The callable can take any combination of the following arguments, which will be passed to it when it is called

  • field: the Field object to be provided a value, useful when writing generic callables

  • cache_dir: a Path object referencing the working directory the command was run within

  • inputs: a dictionary containing all the resolved inputs to the task

  • stdout: the standard output stream produced by the command

  • stderr: the standard error stream produced by the command

  • name of an input: the name of any of the input arguments to the task, including output args that are part of the command line (i.e. output files)
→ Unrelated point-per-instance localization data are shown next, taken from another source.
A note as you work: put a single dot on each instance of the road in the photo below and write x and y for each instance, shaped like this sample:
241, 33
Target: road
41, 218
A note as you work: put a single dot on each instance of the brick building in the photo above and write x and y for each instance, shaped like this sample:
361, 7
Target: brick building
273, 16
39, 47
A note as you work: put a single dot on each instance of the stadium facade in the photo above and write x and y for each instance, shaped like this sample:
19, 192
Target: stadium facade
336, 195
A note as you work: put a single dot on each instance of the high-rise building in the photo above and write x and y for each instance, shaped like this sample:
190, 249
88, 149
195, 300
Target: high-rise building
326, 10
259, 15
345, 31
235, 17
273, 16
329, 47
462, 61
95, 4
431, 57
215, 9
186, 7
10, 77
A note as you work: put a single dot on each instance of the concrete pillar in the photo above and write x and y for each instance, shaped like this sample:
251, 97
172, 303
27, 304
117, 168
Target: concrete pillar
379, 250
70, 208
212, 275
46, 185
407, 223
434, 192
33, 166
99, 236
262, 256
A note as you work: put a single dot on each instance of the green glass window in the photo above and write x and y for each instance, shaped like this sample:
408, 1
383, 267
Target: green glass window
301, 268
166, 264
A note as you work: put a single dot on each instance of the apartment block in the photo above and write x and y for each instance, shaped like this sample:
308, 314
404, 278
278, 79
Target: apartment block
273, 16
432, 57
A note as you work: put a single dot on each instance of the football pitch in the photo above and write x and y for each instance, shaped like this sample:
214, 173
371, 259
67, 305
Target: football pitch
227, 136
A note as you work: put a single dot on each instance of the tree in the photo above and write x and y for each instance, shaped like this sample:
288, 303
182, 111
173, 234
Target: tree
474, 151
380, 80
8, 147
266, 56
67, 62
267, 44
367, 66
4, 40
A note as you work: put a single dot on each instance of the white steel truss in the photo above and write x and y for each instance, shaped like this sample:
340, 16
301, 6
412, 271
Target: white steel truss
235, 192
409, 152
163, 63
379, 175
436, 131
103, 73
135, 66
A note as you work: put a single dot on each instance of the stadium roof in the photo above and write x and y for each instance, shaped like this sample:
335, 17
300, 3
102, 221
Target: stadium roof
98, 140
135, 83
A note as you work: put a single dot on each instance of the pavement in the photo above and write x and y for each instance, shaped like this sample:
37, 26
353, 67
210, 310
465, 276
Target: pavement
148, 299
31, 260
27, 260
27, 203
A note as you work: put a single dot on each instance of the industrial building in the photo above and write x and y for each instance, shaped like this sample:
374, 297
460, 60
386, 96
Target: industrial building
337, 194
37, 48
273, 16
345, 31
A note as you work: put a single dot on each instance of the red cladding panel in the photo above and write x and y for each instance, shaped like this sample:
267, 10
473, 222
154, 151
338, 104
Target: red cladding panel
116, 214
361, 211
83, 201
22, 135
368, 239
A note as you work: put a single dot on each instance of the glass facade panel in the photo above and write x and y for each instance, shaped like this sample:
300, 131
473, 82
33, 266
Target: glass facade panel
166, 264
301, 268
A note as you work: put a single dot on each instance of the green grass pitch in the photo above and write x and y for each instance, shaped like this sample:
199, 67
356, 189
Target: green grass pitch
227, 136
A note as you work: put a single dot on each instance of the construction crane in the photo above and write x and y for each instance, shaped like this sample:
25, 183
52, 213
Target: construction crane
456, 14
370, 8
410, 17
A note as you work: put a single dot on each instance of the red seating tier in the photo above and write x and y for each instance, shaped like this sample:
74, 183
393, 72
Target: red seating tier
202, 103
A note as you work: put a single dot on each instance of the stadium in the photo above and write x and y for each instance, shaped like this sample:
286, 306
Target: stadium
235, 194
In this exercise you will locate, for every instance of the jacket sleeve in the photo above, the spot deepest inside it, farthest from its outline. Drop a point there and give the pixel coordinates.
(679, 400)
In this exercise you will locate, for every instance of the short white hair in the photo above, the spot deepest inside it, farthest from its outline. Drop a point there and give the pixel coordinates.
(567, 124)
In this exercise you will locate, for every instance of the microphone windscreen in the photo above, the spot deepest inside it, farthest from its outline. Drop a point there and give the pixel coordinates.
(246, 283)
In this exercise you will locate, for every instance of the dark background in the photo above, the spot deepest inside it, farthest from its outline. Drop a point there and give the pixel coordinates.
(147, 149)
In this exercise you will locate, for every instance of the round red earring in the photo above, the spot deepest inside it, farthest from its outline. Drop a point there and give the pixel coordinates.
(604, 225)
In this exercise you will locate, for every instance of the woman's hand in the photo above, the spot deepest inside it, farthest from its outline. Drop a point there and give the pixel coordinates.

To make workflows that use the interface type-checkable, the canonical form of a shell task dataclass should inherit from shell.Def parameterized by its nested Outputs class, and the Outputs nested class should inherit from shell.Outputs. Arguments that are provided None values are not included in the command line, so optional arguments should be typed as one of these equivalent forms ty.Union[T, None], ty.Optional[T] or T | None and have a default of None.

[12]:
from pydra.utils.typing import MultiInputObj
from fileformats.generic import FsObject, Directory


@shell.define
class Cp(shell.Task["Cp.Outputs"]):

    executable = "cp"

    in_fs_objects: MultiInputObj[FsObject]
    recursive: bool = shell.arg(argstr="-R", default=False)
    text_arg: str = shell.arg(argstr="--text-arg")
    int_arg: int | None = shell.arg(argstr="--int-arg", default=None)
    tuple_arg: tuple[int, str] | None = shell.arg(argstr="--tuple-arg", default=None)
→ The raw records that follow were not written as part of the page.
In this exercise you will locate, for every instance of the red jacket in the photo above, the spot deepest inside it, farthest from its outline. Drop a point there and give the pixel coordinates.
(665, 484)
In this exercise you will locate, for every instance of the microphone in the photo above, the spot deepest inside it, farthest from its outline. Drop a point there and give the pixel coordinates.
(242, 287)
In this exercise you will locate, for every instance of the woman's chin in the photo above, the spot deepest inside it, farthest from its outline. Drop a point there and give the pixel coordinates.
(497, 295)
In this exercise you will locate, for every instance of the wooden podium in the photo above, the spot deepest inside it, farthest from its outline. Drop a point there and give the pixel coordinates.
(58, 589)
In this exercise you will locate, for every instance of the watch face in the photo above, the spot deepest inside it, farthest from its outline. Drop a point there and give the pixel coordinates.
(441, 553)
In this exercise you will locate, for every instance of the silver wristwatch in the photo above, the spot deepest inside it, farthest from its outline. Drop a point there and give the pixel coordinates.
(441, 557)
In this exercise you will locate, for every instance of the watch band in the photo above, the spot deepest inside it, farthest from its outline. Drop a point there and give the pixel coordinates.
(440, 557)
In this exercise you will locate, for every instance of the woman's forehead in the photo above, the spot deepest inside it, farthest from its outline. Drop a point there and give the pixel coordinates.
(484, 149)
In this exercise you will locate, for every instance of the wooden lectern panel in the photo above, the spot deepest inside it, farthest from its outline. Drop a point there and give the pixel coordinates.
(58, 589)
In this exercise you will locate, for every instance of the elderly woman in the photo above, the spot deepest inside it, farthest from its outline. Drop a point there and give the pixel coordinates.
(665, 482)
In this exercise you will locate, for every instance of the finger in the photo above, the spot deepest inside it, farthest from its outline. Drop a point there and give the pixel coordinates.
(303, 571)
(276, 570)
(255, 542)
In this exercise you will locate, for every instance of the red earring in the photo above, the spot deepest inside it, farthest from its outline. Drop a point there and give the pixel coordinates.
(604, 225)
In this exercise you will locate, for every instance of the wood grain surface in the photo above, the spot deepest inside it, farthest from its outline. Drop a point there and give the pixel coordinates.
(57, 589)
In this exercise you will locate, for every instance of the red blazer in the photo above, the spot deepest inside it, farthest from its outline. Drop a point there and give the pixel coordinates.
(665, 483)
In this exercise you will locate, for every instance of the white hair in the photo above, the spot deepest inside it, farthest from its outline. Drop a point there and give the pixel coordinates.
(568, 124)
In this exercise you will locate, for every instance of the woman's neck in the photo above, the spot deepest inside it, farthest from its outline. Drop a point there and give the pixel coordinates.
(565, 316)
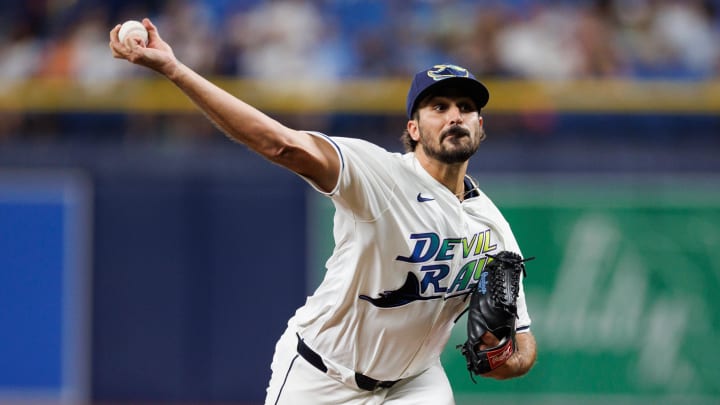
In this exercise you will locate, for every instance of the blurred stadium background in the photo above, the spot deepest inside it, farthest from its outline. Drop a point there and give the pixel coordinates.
(145, 259)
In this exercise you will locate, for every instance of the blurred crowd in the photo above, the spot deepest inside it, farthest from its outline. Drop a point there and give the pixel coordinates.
(335, 39)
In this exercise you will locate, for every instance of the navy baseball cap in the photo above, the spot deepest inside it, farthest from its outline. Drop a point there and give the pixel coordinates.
(429, 78)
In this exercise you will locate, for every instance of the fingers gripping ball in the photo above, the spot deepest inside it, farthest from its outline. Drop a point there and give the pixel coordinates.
(493, 308)
(131, 29)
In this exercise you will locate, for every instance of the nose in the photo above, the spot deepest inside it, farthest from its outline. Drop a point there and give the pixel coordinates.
(455, 114)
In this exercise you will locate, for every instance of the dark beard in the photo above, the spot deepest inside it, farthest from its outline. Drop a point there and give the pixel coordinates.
(455, 155)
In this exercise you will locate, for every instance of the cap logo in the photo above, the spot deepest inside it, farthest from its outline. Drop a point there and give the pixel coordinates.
(440, 72)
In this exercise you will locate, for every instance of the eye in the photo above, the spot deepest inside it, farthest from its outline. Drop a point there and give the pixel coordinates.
(467, 107)
(440, 106)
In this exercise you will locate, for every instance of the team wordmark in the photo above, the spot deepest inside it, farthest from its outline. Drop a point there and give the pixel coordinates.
(433, 253)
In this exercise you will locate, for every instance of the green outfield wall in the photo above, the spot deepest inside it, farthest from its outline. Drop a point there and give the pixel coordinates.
(623, 293)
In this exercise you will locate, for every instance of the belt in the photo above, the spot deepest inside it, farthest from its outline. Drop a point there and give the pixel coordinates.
(363, 382)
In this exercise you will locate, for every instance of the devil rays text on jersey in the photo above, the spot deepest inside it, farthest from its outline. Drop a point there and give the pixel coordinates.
(434, 255)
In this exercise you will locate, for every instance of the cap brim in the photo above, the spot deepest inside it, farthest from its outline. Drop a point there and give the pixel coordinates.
(474, 89)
    class Outputs(shell.Outputs):
        out_dir: Directory = shell.outarg(path_template="{out_dir}")

Dynamic definitions

In some cases, it is required to generate the definition for a task dynamically, which can be done by just providing the executable to shell.define and specifying all inputs and outputs explicitly

[13]:
from fileformats.generic import File
from pydra.utils import print_help

ACommand = shell.define(
    "a-command",
    inputs={
        "in_file": shell.arg(type=File, help="output file", argstr="", position=-2)
    },
    outputs={
        "out_file": shell.outarg(type=File, help="output file", argstr="", position=-1),
        "out_file_size": {
            "type": int,
            "help": "size of the output directory",
            "callable": get_file_size,
        },
    },
)

print_help(ACommand)
-------------------------------
Help for Shell task 'a_command'
-------------------------------

Inputs:
- executable: str | Sequence[str]; default = 'a-command'
    the first part of the command, can be a string, e.g. 'ls', or a list, e.g.
    ['ls', '-l', 'dirname']
- out_file: Path | bool; default = True
    The path specified for the output file, if True, the default 'path
    template' will be used.
- in_file: generic/file
    output file
- append_args: list[str | generic/file]; default-factory = list()
    Additional free-form arguments to append to the end of the command.

Outputs:
- out_file: generic/file
    output file
- out_file_size: int
    size of the output directory
- return_code: int
    The process' exit code.
- stdout: str
    The standard output stream produced by the command.
- stderr: str
    The standard error stream produced by the command.